Cacilda, à época muito nervosa, com problemas particulares, fruto de sua disputa com o ex-marido, Tito Fleury, sobre a guarda do filho, ainda tinha outro problema para protagonizar Maggie, a Gata: seu físico. A personagem exigia uma atriz voluptuosa, cheia de carnes; para se ter a ideia, a personagem foi vivida por Elizabeth Taylor no 
cinema, no auge de seu vigor físico. Mas, nada era impossível para ela; mesmo muito magra, quase o tempo inteiro vestindo uma reveladora combinação decotada, a atriz conseguiu convencer brilhantemente o público como a gata no cio do título, a peça se tornando um dos maiores sucessos do ano em São Paulo.


A crítica também não deixou de aplaudir a peça: Décio de Almeida Prado, no Estadão, disse que

“o espetáculo se impõe e subjuga o público, da primeira à última linha. O talento de Tennessee Williams encontrou em Vaneau um intérprete à altura. (...) Cacilda Becker, a princípio, surpreende pela elocução nervosa e artificial, até percebermos que é exatamente o tom que convém ao papel de Maggie, a gata”.

Também Clóvis Garcia, em O Cruzeiro, elogia o desempenho da atriz, considerando que ela estava voltando “em grande forma, dando-nos uma Maggie tensa, nervosa, com características neuróticas bem marcadas”. Miroel Silveira, no Diário de Notícias, considerou a peça como “uma das mais perfeitamente encenadas da história do TBC”.

Como para provar que, apesar das pesadas defecções, o TBC continuava firme e forte como grupo teatral de qualidade e prestígio, a companhia foi novamente agraciada com dois dos mais importantes prêmios Saci: um para a peça Casa de Chá do Luar de Agosto (Melhor Espetáculo), outro para Maurice Vaneau (Diretor do Ano).

***

No final de 1955, Maria Della Costa foi surpreendida pela decisão de Gianni Rato (1916 - 2005)) de deixar o TMDC em direção ao TBC. Em entrevista ao Estadão (08.10.55), Ratto explicou o motivo de seu gesto:
“Vim da Europa com um certo sonho. Ao receber em Milão convite de Maria Della Costa e Sandro Polloni para dirigir a nova companhia que ia inaugurar o teatro da rua Paim, imaginei que poderia realizar um bom teatro de equipe, funcionando em determinadas bases. Por diversas razões, entretanto, entre as quais a financeira e a de sistema de trabalho, verifiquei ser essa missão irrealizável.

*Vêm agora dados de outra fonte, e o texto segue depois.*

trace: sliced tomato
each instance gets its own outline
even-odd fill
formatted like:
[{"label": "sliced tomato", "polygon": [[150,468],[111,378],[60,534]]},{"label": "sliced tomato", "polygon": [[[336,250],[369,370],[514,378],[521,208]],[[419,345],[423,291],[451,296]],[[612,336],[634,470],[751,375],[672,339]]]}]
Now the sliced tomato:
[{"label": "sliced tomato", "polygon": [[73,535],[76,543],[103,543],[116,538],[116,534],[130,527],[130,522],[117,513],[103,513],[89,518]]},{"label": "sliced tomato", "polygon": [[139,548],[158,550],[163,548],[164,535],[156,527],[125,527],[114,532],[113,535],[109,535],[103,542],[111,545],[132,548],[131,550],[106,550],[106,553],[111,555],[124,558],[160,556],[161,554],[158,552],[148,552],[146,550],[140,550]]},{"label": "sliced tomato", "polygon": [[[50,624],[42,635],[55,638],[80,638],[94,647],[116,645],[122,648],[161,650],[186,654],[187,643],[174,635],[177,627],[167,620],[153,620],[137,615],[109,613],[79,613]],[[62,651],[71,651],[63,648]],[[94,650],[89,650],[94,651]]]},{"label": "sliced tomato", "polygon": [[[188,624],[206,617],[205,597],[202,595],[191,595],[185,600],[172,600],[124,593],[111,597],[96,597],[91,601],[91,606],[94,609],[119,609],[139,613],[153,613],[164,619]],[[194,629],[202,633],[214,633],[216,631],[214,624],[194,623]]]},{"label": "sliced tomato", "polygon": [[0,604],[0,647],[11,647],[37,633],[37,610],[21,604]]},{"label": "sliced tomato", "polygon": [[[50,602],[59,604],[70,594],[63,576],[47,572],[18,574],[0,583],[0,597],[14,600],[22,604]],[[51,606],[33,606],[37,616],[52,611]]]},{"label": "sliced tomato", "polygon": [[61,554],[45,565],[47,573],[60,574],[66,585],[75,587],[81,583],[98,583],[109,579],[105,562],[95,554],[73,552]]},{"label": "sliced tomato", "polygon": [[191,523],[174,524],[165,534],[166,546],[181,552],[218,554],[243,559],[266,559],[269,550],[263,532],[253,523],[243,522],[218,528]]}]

Quando senti, na Itália, que as condições de trabalho do Piccolo Teatro e do Scala não satisfaziam ao que eu desejava artisticamente, preferi deixá-los, embora abandonasse uma excelente situação financeira. No caso de TMDC, não quero que as minhas realizações, exigindo um mínimo padrão artístico, prejudiquem a situação econômica da companhia. Dou-me conta do extraordinário esforço do empresário Sandro Polloni que, infelizmente, não é correspondido pelo público e, como não me é possível mudar a linha do repertório, prefiro deixar o elenco (...) As peças que encenamos já não pertencem a um repertório válido, num critério absoluto. Porém, em função das possibilidades da companhia, já constituem um excesso, quer econômico, quer profissionalmente. Para sobrevivência do elenco, é necessário tentar um repertório mais comercial e, nesse ponto, considero cumprida a minha missão.”

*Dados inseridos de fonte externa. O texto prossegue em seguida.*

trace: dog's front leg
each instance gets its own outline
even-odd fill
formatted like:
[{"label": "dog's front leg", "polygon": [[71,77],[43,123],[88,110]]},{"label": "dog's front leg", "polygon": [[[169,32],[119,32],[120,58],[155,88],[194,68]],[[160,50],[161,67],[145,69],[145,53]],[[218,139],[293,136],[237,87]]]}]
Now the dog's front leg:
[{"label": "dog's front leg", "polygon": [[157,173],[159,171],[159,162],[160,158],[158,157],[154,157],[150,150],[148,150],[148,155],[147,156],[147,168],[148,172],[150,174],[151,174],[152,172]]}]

Para Maria Della Costa, a saída de Ratto se dera em virtude, na verdade, de seu sucesso: “Ele quis extrapolar, quis arranjar e fazer superproduções que não tínhamos condições de lhe proporcionar”, disse ela a Simon Khoury. E para provar que o repertório do TMDC era inegavelmente de qualidade, o grupo montou três espetáculos de peso nesse ano de 1956, A Casa de Bernarda Alba, de García Lorca, A Rosa Tatuada, de Tennessee Williams, e Moral em Concordata, de Abílio Pereira de Almeida, esta última já no apagar das luzes do ano corrente.

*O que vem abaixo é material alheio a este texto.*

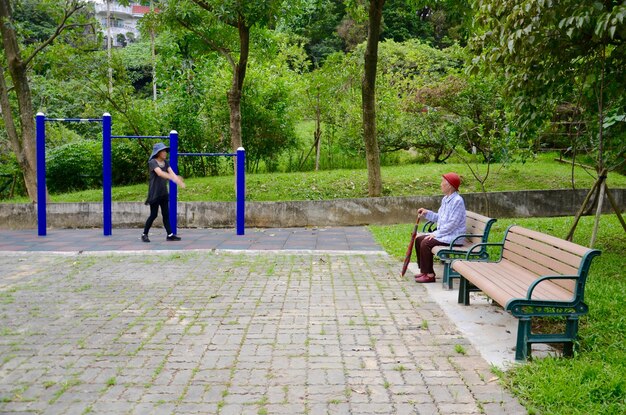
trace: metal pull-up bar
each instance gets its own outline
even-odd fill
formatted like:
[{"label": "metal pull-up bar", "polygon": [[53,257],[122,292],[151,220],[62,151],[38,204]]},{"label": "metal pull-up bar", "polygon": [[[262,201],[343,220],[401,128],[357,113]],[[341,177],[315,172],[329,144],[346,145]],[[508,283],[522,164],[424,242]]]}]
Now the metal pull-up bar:
[{"label": "metal pull-up bar", "polygon": [[[246,152],[239,147],[236,153],[178,153],[178,133],[170,131],[169,136],[157,135],[112,135],[111,115],[104,113],[102,118],[46,118],[39,112],[36,117],[37,129],[37,226],[39,236],[46,235],[46,122],[101,122],[102,123],[102,223],[105,236],[112,234],[112,151],[111,139],[113,138],[146,138],[165,139],[170,142],[170,166],[174,173],[178,174],[179,156],[229,156],[237,160],[237,204],[236,204],[236,228],[237,235],[245,232],[245,203],[246,203]],[[178,187],[170,182],[170,224],[172,231],[177,230],[177,205]]]}]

A escolha de A Casa de Bernarda Alba (elenco contando com Beyla Genauer, Odete Lara, Ilema de Castro, Maria Della Costa e outras – uma parábola sobre a Espanha franquista em que uma mulher, a Bernarda do título (esplendidamente vivida por Jurema Magalhães), após a morte do marido, assume, de forma autoritária e sem piedade, o comando de sua casa e da vida de todos os filhos, enquanto cria um tipo de liderança em que os valores individuais não são respeitados e o comportamento de todos são regidos por rígidas leis morais, tudo caminhando para um fim trágico, que a todos traga como um turbilhão, inclusive a própria matriarca – segundo Maria, teve uma causa prática; perdendo uma porção de gente com talento nos últimos tempos (Fernanda Montenegro, Sérgio Brito, Ítalo Rossi), o TMDC estava momentaneamente sem atores de peso, capazes de sustentar uma temporada inteira. Por isso, Sandro Polloni resolveu montar uma peça só com mulheres. O resultado foi um sucesso de crítica e público, que rendeu pontos para Flaminio Bollini, o encenador e cineasta (Na Senda do Crime) que, há pouco, abandonara o TBC para ingressar no grupo de Della Costa, como que para compensar a defecção de Ratto.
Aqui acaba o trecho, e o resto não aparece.